Drink?

The other night, I went to make a drink before going to bed, and decided on a raspberry milkshake. (cue memories of Alberto Frog and his amazing animal orchestra. Or is that just me?) No idea why, but I actually like them just before bed. Weird, but true. Anyway, the conversation went something like this :

Me : I’m just going to make a drink [does so]
Herself : That’s not a drink, that’s a milkshake.
Me : Um. I’m going to drink it. It’s a drink.
Herself : No, that’s milk. Drinks are mainly made of water
Me : Ooookkkkkkkkkkk then.

So, who’s right?


15 Comments on “Drink?”

  1. David says:

    I’m with you Lyle — besides, milk is something like 90% water, so even with her argument, you’re still right. 🙂

  2. hellcat says:

    1. Milk is a food stuff – a fluid yes but not a drink.
    2. Yes you can DRINK milk but it’s not a drink, like squash or coke which have no nutritional value ( which was the point being made)
    3. Milk is part of a nutritional balanced diet and is part of the food groups. Drinks are not.
    4. Babies drink milk as a food, Be it baby milk/cows milk.
    5. more of a BOD than an alberto my darling!!!!

  3. Lyle says:

    Bod : Main character in the programme
    Alberto Frog + Orchestra : Milkshake section, and guessing which one Alberto was going to have.

    There is also another set of characters who appear in each episode called Alberto Frog and his Amazing Animal Band. This section featured short extracts from famous pieces of classical music as part of the story, and always ended with Alberto choosing a different flavour of milkshake as his reward for solving a problem.

  4. Lionel says:

    Bod, eh? I’ll keep my ears open for a neighbour who has his own theme tune then.

    Da-doodie-doo-doo-doo-ba-ba-ba. Da-doodie-doo-doo-doo-ba-ba.

  5. Dragon says:

    Milk is part of a nutritional balanced diet and is part of the food groups. Drinks are not.

    Where does that leave protein drinks then? Are they a drink on account of, you know, being called drinks and because they are drunk, or are they food because they’re made of protein powder and water.

    I gotta go with Lyle on this. Oh, and the dictionary definition:

    liquid suitable for swallowing especially to quench thirst or to provide nourishment or refreshment

  6. Peter says:

    Aha. Herself has got a bitty confused about labelling. “Drink” as in a carton of “Raspberry Juice Drink”, means that the product contains added water. Usually lots of water. So you end up buying water, fruit juice (possibly only a tiny amount), and artificial flavour, in descending order.

    Thus, in the LABELLING SENSE ONLY, what you made wasn’t a “drink”.

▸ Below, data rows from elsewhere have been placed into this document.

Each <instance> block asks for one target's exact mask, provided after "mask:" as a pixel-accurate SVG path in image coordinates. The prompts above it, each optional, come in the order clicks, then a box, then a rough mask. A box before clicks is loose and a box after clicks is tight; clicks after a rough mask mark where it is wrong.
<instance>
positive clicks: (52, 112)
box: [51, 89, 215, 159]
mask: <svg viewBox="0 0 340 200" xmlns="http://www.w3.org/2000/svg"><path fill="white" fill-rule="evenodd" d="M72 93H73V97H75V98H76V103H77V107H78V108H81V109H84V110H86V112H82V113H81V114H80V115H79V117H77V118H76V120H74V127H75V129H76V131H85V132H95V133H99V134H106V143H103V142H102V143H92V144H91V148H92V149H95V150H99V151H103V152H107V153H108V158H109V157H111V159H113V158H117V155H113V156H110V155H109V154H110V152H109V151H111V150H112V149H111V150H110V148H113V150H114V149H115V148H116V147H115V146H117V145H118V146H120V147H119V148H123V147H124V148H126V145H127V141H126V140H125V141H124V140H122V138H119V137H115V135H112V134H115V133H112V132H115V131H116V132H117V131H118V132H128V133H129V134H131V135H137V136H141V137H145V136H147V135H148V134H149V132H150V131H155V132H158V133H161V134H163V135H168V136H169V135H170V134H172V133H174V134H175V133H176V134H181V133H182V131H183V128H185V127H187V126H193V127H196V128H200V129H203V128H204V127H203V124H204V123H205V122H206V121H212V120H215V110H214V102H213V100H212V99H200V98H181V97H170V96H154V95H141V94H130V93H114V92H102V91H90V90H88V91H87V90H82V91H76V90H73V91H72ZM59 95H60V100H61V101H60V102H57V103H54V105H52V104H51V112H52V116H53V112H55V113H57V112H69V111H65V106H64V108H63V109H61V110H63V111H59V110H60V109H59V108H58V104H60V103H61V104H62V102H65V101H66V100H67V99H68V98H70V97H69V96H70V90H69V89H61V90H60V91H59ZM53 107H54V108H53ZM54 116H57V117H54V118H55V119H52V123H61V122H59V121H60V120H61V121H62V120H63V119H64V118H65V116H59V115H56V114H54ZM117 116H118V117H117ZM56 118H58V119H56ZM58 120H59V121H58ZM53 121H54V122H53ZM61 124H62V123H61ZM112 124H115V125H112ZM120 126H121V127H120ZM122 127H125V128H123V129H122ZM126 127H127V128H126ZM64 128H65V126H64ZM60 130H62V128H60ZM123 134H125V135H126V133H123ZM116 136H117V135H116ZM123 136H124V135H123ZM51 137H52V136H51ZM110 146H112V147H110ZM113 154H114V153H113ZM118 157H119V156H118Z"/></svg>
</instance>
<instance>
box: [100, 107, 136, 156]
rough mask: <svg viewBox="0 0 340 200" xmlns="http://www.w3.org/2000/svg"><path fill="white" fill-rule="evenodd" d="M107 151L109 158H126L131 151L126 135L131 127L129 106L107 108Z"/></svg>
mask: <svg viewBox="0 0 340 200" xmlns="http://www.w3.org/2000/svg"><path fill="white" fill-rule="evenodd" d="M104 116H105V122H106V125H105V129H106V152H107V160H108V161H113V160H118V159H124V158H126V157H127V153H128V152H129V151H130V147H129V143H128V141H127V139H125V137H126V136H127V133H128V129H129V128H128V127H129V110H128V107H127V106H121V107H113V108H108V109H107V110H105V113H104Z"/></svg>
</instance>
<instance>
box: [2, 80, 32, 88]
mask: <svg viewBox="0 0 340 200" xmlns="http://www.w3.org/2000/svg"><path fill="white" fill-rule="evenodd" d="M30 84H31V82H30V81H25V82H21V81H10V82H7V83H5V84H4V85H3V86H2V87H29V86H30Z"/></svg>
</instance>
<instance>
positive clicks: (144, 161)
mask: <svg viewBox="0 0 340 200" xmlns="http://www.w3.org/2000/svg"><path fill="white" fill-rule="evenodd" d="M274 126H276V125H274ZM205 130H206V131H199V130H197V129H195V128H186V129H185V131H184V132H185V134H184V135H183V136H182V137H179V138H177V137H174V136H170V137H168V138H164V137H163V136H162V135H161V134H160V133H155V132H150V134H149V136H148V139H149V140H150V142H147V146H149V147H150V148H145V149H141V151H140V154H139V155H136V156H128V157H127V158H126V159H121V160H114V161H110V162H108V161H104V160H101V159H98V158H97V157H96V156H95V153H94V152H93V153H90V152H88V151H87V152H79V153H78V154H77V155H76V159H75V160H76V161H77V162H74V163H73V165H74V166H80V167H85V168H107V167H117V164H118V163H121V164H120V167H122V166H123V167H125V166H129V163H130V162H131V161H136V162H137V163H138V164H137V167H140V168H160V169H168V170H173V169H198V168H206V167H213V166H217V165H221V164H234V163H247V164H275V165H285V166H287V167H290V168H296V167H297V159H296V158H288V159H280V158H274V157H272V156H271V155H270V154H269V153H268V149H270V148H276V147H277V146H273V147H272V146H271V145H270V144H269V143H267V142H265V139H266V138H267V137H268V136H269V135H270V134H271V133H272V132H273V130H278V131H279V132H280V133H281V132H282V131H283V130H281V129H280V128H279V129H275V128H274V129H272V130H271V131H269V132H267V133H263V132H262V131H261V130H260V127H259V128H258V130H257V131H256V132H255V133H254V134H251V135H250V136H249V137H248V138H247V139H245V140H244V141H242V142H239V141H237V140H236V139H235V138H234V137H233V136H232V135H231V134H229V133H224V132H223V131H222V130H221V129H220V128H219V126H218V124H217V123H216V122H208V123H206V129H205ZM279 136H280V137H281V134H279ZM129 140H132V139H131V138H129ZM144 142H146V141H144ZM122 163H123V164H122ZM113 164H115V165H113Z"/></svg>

    But clearly, outside of carton-speak, anything drunk is perforce a drink. The fault lies with the caring, sharing food industry scuppering the language and being allowed to get away with it. Hmmmm. IhopeImakemyselfclearsir.

  7. Gordon says:

    Do you drink it? Then it is a drink.
    Do you chew it? Then it is a food?
    Do you.. umm… no that’s it.

    Food or drink. One or t’other. Easy.

  8. Helen says:

    Gordon, by this rationale, oysters, thrown down the hatch and never chewed, are in fact a drink.

  9. Lyle says:

    Ah, but you can chew them – you decide whether or not you’re going to.

    Although soup would be another example of where the rationale falls over…

  10. farmer_dave says:

    milkshake hum sounds like a drink to me, to be honest you cant chew milk can yeh now lol

  11. hellcat says:

    Nah you are all getting caught up on the semantics. We are not disagreeing about the fact that milk is a drink ie it can be drunk. We are disagreeing about the fact that milk is a food stuff where ribena etc is not. Protein drinks are more on the food side than the drink side as you don’t drink them to quench thirst you drink them to build up muscle or weight and in some circumstances you use them as a suppliment or instead of a meal as the calorific content is high.
    Soup, oysters and anything else you can easily SWALLOW is not a drink but food as it has a nutritional value.

  12. Gordon says:

    So a drink isn’t a drink if it has nutritional value?

  13. Dragon says:

    “…use them as a supplement or instead of a meal as the calorific content is high.”

    This is reasoning I can subscribe to – seeing as how that makes a couple of cans of Stella a meal replacement (there being 220kCal in each 550ml can).

  14. chris says:

    So 4 cans of stella is just under 1000 calories NOOOOOOOOOOO!

  15. hellcat says:

    So where is the nutritional value and food element of stella then, Dragon? (Which was the origional argument)

    If you google balanced diet you will get triangle/plate diagrams which show milk as a food group or part of a balanced diet, funny, can’t find the picture of diet coke, ribena or stella in there, why is that i wonder? Could it be that they have no nutirional value which was the original argument.